In fundamental terms it is no more a negative event than a birth. It's an inevitable process, it is very knowable in some respects, just as the birth process is knowable, and there are certain things you do that make it work best, that's most comfortable and most positive. And there are things you can do that work against that. It's the same with the death process. It's a kind of birth out the head end, as opposed to the birth through the lower end that brings someone physically into this world. It's using a physical vehicle to have it happen, there's an exit from the body taking place. An entity is passing from the body into a new environment. In the case of death, it is the environment above the head.

It is not necessary to get into all kinds of technical or fanciful presumptions about it — it's just about understanding basically that this is what's happening. Feel it. You can see on her face and body that that is what she's doing. Look at what is in front of your face — you can see it — that's what's going on with her. Not some tragedy. Let her be concentrated. Encourage her to do it, to get with it, and not be afraid. She's being drawn into a process which is wholly positive in its fundamental terms.

Avatar Adi Da Samraj

On Tuesday, June 24, less than two months after her initial diagnosis, Joan passed away.

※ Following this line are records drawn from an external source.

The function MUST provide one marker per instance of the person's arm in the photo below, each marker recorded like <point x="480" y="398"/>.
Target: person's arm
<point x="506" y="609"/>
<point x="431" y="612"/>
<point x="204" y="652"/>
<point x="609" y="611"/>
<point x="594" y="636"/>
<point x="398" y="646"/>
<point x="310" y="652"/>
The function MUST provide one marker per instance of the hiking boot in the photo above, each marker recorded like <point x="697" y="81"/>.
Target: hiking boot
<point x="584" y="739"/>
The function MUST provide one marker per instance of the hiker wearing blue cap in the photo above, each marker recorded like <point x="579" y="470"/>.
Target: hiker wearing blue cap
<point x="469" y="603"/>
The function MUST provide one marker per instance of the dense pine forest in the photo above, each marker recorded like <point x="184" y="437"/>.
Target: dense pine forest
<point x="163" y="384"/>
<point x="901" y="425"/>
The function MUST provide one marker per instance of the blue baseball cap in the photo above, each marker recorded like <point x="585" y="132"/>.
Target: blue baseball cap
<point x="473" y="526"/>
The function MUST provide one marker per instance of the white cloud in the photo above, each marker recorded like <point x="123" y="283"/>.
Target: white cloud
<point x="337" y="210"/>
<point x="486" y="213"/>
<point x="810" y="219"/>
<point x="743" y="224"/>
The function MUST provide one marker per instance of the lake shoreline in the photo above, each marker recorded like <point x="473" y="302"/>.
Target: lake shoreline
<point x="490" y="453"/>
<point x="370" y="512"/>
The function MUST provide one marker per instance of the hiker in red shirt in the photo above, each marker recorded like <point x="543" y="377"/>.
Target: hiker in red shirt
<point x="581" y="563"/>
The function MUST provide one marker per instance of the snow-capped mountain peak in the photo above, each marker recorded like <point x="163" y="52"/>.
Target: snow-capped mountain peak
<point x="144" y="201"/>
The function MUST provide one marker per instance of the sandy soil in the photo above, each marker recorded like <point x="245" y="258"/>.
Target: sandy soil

On July 9, Jack and several friends scattered Joan's ashes off the coast of Bodega Bay, north of San Francisco. Just before sending the ashes into the sea, Jack read from Avatar Adi Da's written teaching. The following is an excerpt from that reading.

The true man or woman yields to the process of experience as to a lover. Such a one does not enter into the realms of experience in a defensive manner — cranky, rigid, full of self and knowledge. Rather, such a one enters into the present moment of experience as an act of love.

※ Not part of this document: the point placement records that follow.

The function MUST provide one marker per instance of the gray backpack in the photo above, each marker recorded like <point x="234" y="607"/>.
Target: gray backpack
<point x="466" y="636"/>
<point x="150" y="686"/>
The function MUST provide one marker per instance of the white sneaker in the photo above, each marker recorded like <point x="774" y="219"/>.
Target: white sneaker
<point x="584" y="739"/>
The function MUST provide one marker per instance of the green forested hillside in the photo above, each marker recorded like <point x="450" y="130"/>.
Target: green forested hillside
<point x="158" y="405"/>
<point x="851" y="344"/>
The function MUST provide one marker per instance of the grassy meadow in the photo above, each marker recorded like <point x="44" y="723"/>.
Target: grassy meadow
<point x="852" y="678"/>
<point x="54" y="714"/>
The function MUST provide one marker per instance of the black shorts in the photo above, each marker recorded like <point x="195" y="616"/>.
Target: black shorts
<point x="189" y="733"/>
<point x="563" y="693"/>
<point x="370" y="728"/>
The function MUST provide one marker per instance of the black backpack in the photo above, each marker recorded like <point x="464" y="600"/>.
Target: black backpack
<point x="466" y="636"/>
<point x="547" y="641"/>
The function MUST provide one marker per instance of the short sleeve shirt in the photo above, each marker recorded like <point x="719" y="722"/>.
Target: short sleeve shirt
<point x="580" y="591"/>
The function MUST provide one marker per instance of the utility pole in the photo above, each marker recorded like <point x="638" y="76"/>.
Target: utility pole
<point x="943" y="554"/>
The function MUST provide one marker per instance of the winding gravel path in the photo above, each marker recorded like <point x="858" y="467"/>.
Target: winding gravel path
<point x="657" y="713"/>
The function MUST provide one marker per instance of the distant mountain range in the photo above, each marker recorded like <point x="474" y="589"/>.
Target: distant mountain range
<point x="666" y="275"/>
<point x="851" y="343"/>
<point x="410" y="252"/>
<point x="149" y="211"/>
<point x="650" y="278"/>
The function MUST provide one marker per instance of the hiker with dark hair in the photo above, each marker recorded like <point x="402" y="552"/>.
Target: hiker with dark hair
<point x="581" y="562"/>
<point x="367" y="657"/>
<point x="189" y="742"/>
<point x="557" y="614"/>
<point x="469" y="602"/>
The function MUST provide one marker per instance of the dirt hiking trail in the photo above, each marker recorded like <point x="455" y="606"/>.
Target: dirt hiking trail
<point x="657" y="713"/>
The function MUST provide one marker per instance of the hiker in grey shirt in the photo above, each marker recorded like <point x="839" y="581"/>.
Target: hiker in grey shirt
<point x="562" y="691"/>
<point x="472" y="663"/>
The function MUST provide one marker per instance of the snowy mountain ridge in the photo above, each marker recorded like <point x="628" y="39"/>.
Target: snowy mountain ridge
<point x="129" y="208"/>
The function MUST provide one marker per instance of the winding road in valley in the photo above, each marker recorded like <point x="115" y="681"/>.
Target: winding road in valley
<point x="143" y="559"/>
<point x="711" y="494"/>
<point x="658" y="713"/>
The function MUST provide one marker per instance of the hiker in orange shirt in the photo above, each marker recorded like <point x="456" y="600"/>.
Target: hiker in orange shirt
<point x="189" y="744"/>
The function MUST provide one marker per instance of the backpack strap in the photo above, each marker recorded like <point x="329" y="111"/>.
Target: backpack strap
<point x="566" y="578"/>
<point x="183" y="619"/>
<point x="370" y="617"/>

Lovers do not fear dissolution. Therefore, they are active as submission, feeling, and ecstatic awe. Unlike the knower, who does not make love but (at best) presumes to love, the devotee of Reality Itself is engaged in the process of ecstasy. The devotee exceeds all knowledge through love and ecstatic self-surrender.

For such a one, knowledge is only a convention of ordinary order and thinking, whereas love is the method whereby the secret purposes of the universe are fulfilled.